NB: This technique is useful in precisely TWO situations:
- EITHER: you have a lot more RAM than you need (on OS X / Apple computers: at least 4Gb, more likely 8Gb), and you want your computer to run faster
- OR: you have an expensive SSD hard disk in your laptop, and you want it to last a couple of years or more
Symptoms of a dangerous swap file on the Air
I’ve got a new digital camera, takes very large photos (18 MP). If I load up more than 5 photos in Apple’s Preview, there’s a high chance that Preview *and the whole computer* will seize-up for about 5 seconds. Then it runs normally again.
Preview is a very simple app – it’s not doing anything complex (like, say, Photoshop), it’s just reading images from the disk. If Preview hangs – and hangs the whole OS – there’s something very deeply wrong with your laptop.
There’s no spike in CPU usage – just the OS seems to hang. OS X often does this when it’s waiting for transfer of data to/from somewhere – either the network, or the hard disk. (this is a flaw in OS X’s design – in most cases, the OS shouldn’t hang, but Apple hasn’t coded it that well)
So … I’m fairly sure this is a sign that the SSD drive is being asked to do something it really doesn’t like, and because Apple’s code is imperfect, the OS is being forced – at a very low level – to “hang” while it waits for the hard drive.
Remember: SSD drives are very fast, the drive should have dealt with this in 0.005 seconds, not 5 seconds. That exceptional slowness is what you’re looking for as a sign that something is “wrong”.

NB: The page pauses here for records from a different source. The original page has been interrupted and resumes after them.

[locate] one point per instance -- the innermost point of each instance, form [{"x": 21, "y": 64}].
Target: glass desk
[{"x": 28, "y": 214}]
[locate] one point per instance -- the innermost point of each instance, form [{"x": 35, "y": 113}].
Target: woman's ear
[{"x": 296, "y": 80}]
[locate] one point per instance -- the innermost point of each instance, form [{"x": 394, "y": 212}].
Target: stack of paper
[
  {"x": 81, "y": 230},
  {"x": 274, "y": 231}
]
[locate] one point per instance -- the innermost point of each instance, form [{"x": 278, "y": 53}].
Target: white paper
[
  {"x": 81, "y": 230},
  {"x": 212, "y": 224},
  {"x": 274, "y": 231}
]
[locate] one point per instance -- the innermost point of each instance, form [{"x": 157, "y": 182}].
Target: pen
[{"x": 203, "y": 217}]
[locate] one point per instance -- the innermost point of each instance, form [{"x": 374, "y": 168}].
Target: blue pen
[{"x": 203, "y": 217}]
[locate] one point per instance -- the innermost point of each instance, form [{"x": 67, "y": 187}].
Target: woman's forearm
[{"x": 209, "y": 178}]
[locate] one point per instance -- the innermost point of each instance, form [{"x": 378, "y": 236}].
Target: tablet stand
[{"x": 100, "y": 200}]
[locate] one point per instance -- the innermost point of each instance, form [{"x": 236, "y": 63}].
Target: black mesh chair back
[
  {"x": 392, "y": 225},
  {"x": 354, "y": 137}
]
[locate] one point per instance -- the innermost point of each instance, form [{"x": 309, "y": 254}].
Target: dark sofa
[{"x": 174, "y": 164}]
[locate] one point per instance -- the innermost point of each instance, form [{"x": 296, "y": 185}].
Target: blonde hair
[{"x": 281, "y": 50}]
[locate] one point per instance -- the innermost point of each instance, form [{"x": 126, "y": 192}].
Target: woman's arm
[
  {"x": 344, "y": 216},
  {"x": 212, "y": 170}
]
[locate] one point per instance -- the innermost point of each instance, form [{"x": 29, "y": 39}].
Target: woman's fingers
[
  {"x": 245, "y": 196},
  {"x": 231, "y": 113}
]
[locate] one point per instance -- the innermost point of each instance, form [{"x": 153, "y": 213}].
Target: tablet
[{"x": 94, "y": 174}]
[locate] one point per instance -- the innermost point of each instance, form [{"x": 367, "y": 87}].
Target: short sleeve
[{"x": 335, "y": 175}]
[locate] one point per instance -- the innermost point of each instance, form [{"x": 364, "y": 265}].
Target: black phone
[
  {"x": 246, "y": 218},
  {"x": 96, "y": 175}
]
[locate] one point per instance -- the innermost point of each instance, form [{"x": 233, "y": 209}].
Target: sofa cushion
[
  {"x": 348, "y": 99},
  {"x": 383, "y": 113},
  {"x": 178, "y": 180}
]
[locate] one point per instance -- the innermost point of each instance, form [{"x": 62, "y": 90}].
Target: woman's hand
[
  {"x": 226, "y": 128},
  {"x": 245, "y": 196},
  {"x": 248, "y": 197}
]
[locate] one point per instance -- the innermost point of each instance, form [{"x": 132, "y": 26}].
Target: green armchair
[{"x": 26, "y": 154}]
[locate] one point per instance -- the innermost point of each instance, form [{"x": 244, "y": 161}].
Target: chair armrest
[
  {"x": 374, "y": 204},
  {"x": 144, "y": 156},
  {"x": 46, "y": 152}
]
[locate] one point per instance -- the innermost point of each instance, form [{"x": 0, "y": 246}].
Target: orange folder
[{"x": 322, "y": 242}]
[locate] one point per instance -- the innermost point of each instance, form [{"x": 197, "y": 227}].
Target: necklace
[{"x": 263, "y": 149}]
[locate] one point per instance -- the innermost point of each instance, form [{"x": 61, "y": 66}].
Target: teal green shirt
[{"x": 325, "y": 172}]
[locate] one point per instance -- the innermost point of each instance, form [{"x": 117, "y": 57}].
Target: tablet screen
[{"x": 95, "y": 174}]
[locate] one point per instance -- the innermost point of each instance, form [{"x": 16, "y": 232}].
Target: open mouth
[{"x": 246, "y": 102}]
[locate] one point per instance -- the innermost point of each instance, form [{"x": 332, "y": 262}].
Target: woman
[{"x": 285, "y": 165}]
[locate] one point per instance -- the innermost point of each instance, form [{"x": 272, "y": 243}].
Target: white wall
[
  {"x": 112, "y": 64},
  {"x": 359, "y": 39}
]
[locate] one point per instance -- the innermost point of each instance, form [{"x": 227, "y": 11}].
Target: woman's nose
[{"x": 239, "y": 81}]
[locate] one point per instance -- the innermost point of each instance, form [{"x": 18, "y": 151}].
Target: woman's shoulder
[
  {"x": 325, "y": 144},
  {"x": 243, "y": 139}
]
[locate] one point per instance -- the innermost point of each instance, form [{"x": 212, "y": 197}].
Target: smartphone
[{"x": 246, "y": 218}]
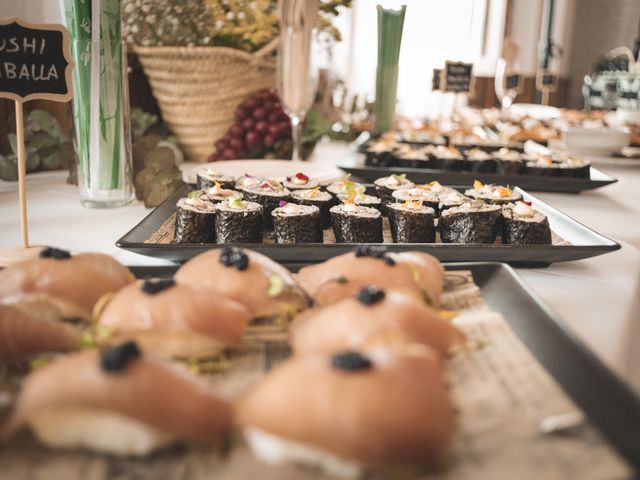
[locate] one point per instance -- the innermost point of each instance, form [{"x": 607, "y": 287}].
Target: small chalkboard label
[
  {"x": 546, "y": 80},
  {"x": 457, "y": 77},
  {"x": 435, "y": 79},
  {"x": 34, "y": 61}
]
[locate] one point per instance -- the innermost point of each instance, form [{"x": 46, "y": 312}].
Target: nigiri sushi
[
  {"x": 351, "y": 322},
  {"x": 344, "y": 276},
  {"x": 73, "y": 283},
  {"x": 266, "y": 288},
  {"x": 117, "y": 402},
  {"x": 174, "y": 320},
  {"x": 25, "y": 332},
  {"x": 351, "y": 411}
]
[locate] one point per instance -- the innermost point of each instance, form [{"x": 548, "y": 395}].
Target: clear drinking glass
[
  {"x": 102, "y": 123},
  {"x": 297, "y": 76}
]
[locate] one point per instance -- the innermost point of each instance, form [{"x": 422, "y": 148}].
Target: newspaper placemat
[
  {"x": 166, "y": 232},
  {"x": 501, "y": 393}
]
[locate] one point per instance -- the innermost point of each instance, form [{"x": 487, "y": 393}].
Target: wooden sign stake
[
  {"x": 22, "y": 174},
  {"x": 36, "y": 65}
]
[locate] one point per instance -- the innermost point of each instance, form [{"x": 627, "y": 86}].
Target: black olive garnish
[
  {"x": 375, "y": 252},
  {"x": 115, "y": 359},
  {"x": 234, "y": 257},
  {"x": 55, "y": 253},
  {"x": 350, "y": 361},
  {"x": 370, "y": 295},
  {"x": 156, "y": 285}
]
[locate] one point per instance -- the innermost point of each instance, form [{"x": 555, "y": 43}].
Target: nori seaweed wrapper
[
  {"x": 520, "y": 232},
  {"x": 510, "y": 167},
  {"x": 470, "y": 227},
  {"x": 206, "y": 183},
  {"x": 379, "y": 159},
  {"x": 300, "y": 228},
  {"x": 348, "y": 227},
  {"x": 323, "y": 205},
  {"x": 537, "y": 170},
  {"x": 411, "y": 226},
  {"x": 268, "y": 202},
  {"x": 194, "y": 226},
  {"x": 239, "y": 226}
]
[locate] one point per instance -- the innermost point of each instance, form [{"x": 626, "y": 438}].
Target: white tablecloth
[{"x": 598, "y": 299}]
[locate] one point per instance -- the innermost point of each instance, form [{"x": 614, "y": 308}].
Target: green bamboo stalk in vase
[
  {"x": 390, "y": 25},
  {"x": 78, "y": 19},
  {"x": 110, "y": 94}
]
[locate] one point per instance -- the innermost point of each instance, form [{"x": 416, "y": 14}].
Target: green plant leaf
[
  {"x": 315, "y": 126},
  {"x": 46, "y": 123}
]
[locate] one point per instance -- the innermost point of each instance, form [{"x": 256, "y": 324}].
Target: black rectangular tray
[
  {"x": 528, "y": 182},
  {"x": 585, "y": 243},
  {"x": 607, "y": 401}
]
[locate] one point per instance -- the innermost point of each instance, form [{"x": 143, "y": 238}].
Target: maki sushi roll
[
  {"x": 344, "y": 186},
  {"x": 522, "y": 225},
  {"x": 246, "y": 181},
  {"x": 269, "y": 193},
  {"x": 448, "y": 158},
  {"x": 479, "y": 161},
  {"x": 423, "y": 195},
  {"x": 208, "y": 177},
  {"x": 385, "y": 186},
  {"x": 379, "y": 153},
  {"x": 356, "y": 224},
  {"x": 365, "y": 200},
  {"x": 314, "y": 197},
  {"x": 195, "y": 220},
  {"x": 451, "y": 198},
  {"x": 299, "y": 182},
  {"x": 412, "y": 222},
  {"x": 542, "y": 166},
  {"x": 510, "y": 162},
  {"x": 238, "y": 221},
  {"x": 413, "y": 157},
  {"x": 296, "y": 223},
  {"x": 474, "y": 222},
  {"x": 218, "y": 193},
  {"x": 574, "y": 167},
  {"x": 496, "y": 194}
]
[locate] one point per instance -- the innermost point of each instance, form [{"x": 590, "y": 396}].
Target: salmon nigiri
[
  {"x": 73, "y": 283},
  {"x": 419, "y": 274},
  {"x": 352, "y": 322},
  {"x": 380, "y": 409},
  {"x": 117, "y": 402},
  {"x": 175, "y": 320},
  {"x": 266, "y": 288},
  {"x": 25, "y": 332}
]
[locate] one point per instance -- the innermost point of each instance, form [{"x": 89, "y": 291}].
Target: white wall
[{"x": 38, "y": 11}]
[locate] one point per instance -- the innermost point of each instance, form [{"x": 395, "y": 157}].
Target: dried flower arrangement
[{"x": 243, "y": 24}]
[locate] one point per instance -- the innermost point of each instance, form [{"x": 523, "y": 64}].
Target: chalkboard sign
[
  {"x": 435, "y": 80},
  {"x": 546, "y": 80},
  {"x": 457, "y": 77},
  {"x": 34, "y": 61},
  {"x": 513, "y": 81}
]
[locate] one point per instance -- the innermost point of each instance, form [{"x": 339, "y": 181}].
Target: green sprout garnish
[{"x": 276, "y": 285}]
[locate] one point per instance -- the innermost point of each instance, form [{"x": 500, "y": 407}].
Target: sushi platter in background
[
  {"x": 296, "y": 219},
  {"x": 430, "y": 157}
]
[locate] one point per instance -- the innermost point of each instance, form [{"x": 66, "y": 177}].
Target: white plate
[
  {"x": 540, "y": 112},
  {"x": 279, "y": 169}
]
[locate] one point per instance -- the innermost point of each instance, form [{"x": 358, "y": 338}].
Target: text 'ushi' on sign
[{"x": 34, "y": 61}]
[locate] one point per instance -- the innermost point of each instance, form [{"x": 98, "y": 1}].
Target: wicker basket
[{"x": 198, "y": 88}]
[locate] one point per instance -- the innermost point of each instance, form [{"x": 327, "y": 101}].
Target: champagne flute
[{"x": 297, "y": 78}]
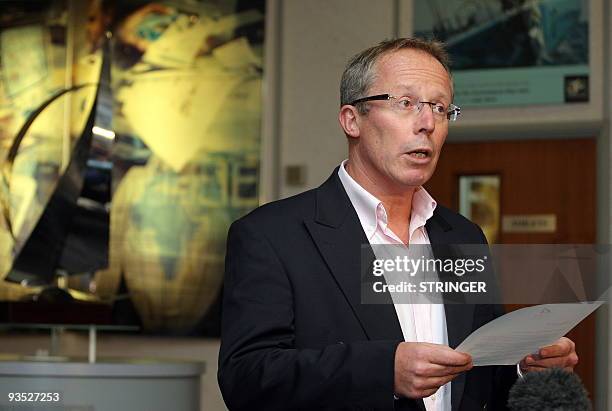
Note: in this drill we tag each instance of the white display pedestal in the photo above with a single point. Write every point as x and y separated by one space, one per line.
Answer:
107 385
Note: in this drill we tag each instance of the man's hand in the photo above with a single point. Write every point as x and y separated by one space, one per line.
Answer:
561 354
422 368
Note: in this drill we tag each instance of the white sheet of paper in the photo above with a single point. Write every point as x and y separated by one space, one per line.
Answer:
509 338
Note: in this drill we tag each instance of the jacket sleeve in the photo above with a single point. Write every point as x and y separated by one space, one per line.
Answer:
259 364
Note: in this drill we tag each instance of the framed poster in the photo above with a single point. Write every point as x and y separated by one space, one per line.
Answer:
479 201
512 52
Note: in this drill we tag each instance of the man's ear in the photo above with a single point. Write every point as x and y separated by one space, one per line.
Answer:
349 120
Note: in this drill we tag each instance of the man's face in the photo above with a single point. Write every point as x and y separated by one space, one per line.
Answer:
395 150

Disabling it … permanently
I researched this extensively, and found a lot of interesting stuff about 3 different ways of achieving this. Most of them were from OS X 10.5 (Leopard), where Apple’s swapfile code was a lot weaker. Snow Leopard (10.6) has massive improvements in Apple’s code, and it seems you can get away with this extremely easy technique:
In the Terminal, enter the following command. This will unload the dynamic pager from the Mac OS X kernel:
sudo launchctl unload -w /System/Library/LaunchDaemons/com.apple.dynamic_pager.plist
Again, this completely disables the Mac OS X paging ability, do not mess around with this for fun.
And then … reboot. I found a couple of useful tips elsewhere on how to check the swap status:
Outputs something like this:vm.swapusage: total = 0.00M used = 0.00M free = 0.00M
In the Terminal, enter the following command:
sudo launchctl load -w /System/Library/LaunchDaemons/com.apple.dynamic_pager.plist
Why / (not) disable the swap file?
Actually, I didn’t really want to – I have a 1st-gen Air, and it only has 2GB Ram. With OS X, that’s *not enough* to forego a swap file (NB: Windows applications tend to be slightly less memory hungry, and linux apps a LOT less mem hungry. With Linux, 2 Gb is plenty, with Windows it’s “probably” OK)
BUT … when my Air’s hard disk got fried, I replaced it with an SSD drive. The change is enormous – the Air runs literally 2-3 times as fast on many operations (basically: if you buy an Air without SSD, you are wasting your money, and you’re getting ripped-off)
However … SSD drives are *destroyed* by swap files (literally – the hardware gets worn down and soon breaks, permanently). Interestingly, MS Windows will automatically disable lots of its own behaviour to reduce the chances of this happening. As does Linux. Apple (as ever) appears to be behind the times: allegedly, OS X doesn’t do this (even though Apple sells Air’s with SSD drives!) … but then again, no-one seems to know for sure.
Ultimately, the bizarre OS hangs scared me into doing this – I know that the cheap SSD drives have very short lifespans if you don’t use them properly – measured in months, rather than decades. And by “cheap” I mean “anything costing less than $5,000″. That definitely includes anything I could afford, then ;).